Amerika Latin merupakan salah satu negara yang paling berbahaya di dunia sebagai tempat tinggal bagi perempuan. Data yang dirilis oleh CEPAL pada tahun 2024 menunjukkan bahwa setidaknya 3.897 perempuan dibunuh pada tahun 2023 di 27 negara di kawasan ini. Ini berarti rata-rata sebelas perempuan dibunuh setiap hari.
Negara-negara seperti Honduras, Brasil, dan Republik Dominika mencatat tingkat feminisida tertinggi; dalam kebanyakan kasus, pembunuhnya adalah pasangan mereka saat ini atau mantan pasangan perempuan tersebut.

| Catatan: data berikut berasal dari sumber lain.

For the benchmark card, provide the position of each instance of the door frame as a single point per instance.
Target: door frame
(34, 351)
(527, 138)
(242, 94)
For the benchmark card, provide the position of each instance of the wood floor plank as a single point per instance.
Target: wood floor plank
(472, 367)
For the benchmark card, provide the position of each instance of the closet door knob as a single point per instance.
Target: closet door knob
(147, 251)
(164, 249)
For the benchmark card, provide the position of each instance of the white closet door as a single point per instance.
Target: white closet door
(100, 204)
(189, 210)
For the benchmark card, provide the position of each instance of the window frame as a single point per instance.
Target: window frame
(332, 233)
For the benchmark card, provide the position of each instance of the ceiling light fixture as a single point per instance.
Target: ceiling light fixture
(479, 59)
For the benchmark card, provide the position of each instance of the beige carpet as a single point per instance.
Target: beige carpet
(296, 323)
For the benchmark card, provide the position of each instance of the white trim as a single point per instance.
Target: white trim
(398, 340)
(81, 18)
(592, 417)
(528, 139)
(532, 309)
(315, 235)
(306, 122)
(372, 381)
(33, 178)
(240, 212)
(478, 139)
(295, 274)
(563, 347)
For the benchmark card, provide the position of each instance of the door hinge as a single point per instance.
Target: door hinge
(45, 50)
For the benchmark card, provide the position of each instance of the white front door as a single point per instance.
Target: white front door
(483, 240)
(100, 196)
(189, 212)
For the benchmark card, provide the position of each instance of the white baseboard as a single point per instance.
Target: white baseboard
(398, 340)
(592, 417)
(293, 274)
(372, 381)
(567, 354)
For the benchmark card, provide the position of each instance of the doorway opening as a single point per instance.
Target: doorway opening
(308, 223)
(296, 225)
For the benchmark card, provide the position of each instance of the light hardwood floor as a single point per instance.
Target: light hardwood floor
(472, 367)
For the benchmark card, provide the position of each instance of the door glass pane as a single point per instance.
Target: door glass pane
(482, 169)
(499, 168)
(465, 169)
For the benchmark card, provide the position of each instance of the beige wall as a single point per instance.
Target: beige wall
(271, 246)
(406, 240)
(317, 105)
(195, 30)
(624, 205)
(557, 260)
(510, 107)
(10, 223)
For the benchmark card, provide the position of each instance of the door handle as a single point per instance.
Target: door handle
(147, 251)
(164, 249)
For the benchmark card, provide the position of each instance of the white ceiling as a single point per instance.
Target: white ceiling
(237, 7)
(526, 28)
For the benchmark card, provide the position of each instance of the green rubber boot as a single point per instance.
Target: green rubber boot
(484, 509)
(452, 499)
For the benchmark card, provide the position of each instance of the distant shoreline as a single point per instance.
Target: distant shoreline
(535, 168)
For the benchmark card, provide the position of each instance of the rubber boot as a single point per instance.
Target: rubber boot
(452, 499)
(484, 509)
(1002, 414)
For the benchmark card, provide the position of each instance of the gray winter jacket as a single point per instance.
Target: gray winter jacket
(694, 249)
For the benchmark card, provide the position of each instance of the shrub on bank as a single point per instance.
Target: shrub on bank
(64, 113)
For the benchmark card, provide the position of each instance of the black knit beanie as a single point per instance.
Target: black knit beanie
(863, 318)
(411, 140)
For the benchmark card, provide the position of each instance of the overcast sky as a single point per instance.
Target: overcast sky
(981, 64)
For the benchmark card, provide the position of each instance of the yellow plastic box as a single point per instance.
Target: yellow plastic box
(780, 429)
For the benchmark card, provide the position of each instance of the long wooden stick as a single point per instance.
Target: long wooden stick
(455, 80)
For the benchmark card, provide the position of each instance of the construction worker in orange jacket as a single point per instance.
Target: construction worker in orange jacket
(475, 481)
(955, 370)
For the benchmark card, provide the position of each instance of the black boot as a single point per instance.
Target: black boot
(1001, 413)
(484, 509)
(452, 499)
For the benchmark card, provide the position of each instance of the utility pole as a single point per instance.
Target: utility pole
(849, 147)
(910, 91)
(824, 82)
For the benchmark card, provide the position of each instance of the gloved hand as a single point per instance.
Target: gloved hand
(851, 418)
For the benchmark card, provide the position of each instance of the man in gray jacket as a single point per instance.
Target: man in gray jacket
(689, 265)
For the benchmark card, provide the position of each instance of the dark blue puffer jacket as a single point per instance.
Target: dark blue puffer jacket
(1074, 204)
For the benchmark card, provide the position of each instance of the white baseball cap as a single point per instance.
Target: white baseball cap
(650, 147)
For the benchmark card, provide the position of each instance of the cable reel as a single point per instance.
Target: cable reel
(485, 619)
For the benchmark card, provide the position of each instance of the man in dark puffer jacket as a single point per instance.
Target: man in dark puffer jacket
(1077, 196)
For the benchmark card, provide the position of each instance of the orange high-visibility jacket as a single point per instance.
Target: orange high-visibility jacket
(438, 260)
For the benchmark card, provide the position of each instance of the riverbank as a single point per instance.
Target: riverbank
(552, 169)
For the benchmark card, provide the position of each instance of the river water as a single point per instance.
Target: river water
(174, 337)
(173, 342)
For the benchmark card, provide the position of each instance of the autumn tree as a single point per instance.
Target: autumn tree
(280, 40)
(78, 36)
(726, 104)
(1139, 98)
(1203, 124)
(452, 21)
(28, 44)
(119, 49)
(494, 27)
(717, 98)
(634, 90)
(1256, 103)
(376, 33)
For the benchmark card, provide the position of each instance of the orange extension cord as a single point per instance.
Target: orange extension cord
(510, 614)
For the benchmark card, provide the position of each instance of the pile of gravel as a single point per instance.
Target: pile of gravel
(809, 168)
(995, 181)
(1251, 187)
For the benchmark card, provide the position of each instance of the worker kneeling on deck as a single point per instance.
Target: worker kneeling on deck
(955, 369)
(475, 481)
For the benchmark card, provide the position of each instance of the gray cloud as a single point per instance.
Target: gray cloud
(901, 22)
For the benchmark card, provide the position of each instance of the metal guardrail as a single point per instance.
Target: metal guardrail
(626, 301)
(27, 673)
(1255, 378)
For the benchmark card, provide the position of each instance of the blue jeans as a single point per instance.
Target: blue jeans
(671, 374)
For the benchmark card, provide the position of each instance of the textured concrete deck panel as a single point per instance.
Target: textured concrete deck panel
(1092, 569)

Kekerasan ini, selain melampaui insiden terisolasi, mencerminkan masalah budaya yang menempatkan perempuan sebagai objek, seolah tubuh dan hidupnya dapat dikendalikan sesuka hati.
ADVERTISEMENT
Gambaran Suram di Indonesia
Indonesia mencerminkan pola-pola mengkhawatirkan yang juga terlihat seperti di Amerika Latin meskipun angka statistiknya tidak separah di sana. Masalah kekerasan terhadap perempuan semakin sering terjadi setiap tahunnya. Komisi Nasional Anti Kekerasan terhadap Perempuan (Komnas Perempuan, 2024) mencatat 289.111 kasus kekerasan yang menimpa perempuan, termasuk sejumlah besar pembunuhan. Namun, tidak ada undang-undang yang secara khusus mendefinisikan femisida sebagai jenis kejahatan yang terkait dengan gender.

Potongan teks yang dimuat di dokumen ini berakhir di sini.